Failure Modes in Distributed SQL Systems

Quorum Loss

The most fundamental failure mode is loss of quorum (the minimum number of replicas required to make decisions) in a consensus group. Distributed SQL typically replicates each range across 3 nodes, requiring 2 of 3 to agree on any write. If two replicas fail or lose network connectivity, that range becomes completely unavailable for reads and writes even though one replica remains alive. This is an intentional design choice to preserve consistency: serving from a minority could violate serializability (the guarantee that transactions appear to execute in a serial order) if the minority is stale.

For critical data, operators configure 5 or 7 replicas spread across many availability zones, accepting higher replication costs to reduce quorum loss probability. With 5 replicas, the system tolerates 2 failures. With 7, it tolerates 3. The trade off is clear: more replicas mean more network traffic, higher storage costs, and slightly higher write latency, but dramatically lower probability that any single range becomes unavailable.

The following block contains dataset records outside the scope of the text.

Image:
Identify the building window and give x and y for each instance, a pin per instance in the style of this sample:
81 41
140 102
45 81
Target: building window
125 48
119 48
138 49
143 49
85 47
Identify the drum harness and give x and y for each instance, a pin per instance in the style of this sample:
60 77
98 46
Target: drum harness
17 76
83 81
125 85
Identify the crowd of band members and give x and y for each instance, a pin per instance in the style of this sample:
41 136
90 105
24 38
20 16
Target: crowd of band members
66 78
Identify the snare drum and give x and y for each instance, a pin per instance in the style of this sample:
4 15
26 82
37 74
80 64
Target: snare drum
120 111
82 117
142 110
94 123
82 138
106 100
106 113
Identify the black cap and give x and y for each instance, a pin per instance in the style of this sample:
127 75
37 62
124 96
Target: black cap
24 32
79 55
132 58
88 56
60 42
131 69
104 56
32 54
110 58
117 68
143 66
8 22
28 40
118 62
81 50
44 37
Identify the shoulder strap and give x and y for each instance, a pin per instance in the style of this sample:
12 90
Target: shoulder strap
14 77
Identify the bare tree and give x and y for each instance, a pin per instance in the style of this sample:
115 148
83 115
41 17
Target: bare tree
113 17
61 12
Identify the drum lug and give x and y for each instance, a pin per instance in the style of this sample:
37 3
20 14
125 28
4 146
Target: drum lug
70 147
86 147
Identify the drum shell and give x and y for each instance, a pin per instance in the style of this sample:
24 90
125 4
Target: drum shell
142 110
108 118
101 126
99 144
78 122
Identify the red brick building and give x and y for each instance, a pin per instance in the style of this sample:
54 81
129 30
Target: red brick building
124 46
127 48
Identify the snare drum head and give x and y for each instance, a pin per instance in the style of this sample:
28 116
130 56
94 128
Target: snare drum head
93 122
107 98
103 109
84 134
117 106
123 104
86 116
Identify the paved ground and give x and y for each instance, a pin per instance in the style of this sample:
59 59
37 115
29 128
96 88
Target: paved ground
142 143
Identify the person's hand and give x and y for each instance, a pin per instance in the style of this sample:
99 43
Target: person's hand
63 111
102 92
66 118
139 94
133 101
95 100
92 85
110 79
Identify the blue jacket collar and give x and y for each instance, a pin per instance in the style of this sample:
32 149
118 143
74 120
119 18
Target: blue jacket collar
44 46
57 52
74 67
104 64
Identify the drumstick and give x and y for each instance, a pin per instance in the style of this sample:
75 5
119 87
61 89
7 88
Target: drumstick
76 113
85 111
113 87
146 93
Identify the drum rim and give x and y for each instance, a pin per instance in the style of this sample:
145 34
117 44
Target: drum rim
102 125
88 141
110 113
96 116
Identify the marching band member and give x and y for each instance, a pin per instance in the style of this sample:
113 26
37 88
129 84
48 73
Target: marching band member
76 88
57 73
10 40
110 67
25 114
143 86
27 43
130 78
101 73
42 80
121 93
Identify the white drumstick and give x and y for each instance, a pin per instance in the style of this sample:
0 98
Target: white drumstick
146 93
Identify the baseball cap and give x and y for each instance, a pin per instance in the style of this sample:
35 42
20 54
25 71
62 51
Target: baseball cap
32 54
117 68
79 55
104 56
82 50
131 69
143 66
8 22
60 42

Network Partitions and Cascading Failures

Network partitions (when network failures split nodes into groups that cannot communicate) and tail latency spikes create cascading problems. During an incident, if cross-region latency suddenly jumps from 50ms to 500ms, all global write transactions slow proportionally because consensus requires cross-region round-trips. Transaction timeouts start firing, applications retry failed requests, and the retry storm amplifies the original problem by adding more load to already struggling infrastructure.

Cascading failures compound rapidly. Client retries overwhelm healthy regions that now must handle both normal traffic and retried requests. Exponential backoff (progressively increasing delay between retries) and circuit breakers (stopping requests when failure rate exceeds threshold) in application code are essential defenses. Without them, a partial outage in one region can cascade into complete system unavailability across all regions.

Clock Issues

Clock issues represent a correctness risk unique to distributed SQL. Systems using TrueTime depend on atomic clocks and GPS receivers to keep uncertainty low (typically 1 to 7 milliseconds). If GPS signal degrades or atomic clocks fail, uncertainty grows. When uncertainty reaches 50 milliseconds, commit wait times increase proportionally, slowing transactions 10x. In extreme cases where uncertainty becomes unacceptably high, writes may be rejected entirely to protect consistency.

Systems using Hybrid Logical Clocks enforce maximum clock drift between nodes, typically 500 milliseconds. If a node detects its clock has drifted beyond this threshold relative to other nodes, it immediately shuts itself down rather than risk violating consistency. This protects correctness but can trigger availability issues if NTP (Network Time Protocol, which synchronizes clocks across machines) fails broadly.

Hotspots and Long Transactions

Hotspots cause performance degradation when many clients write to the same key range. A global counter, a single popular user record, or an auto-incrementing primary key that always writes to the latest range can saturate one consensus group while thousands of other nodes sit idle. Write throughput to that range is limited by what one leader replica can process, regardless of total cluster size.

Long-running transactions create storage and performance problems. MVCC (Multi-Version Concurrency Control) keeps old versions alive while a transaction runs. A transaction running for minutes or hours prevents garbage collection of versions it might read, bloating storage and slowing queries that must scan through accumulated versions. Schema migrations on large tables must coordinate across thousands of nodes and can take hours, requiring careful planning to avoid impacting production traffic.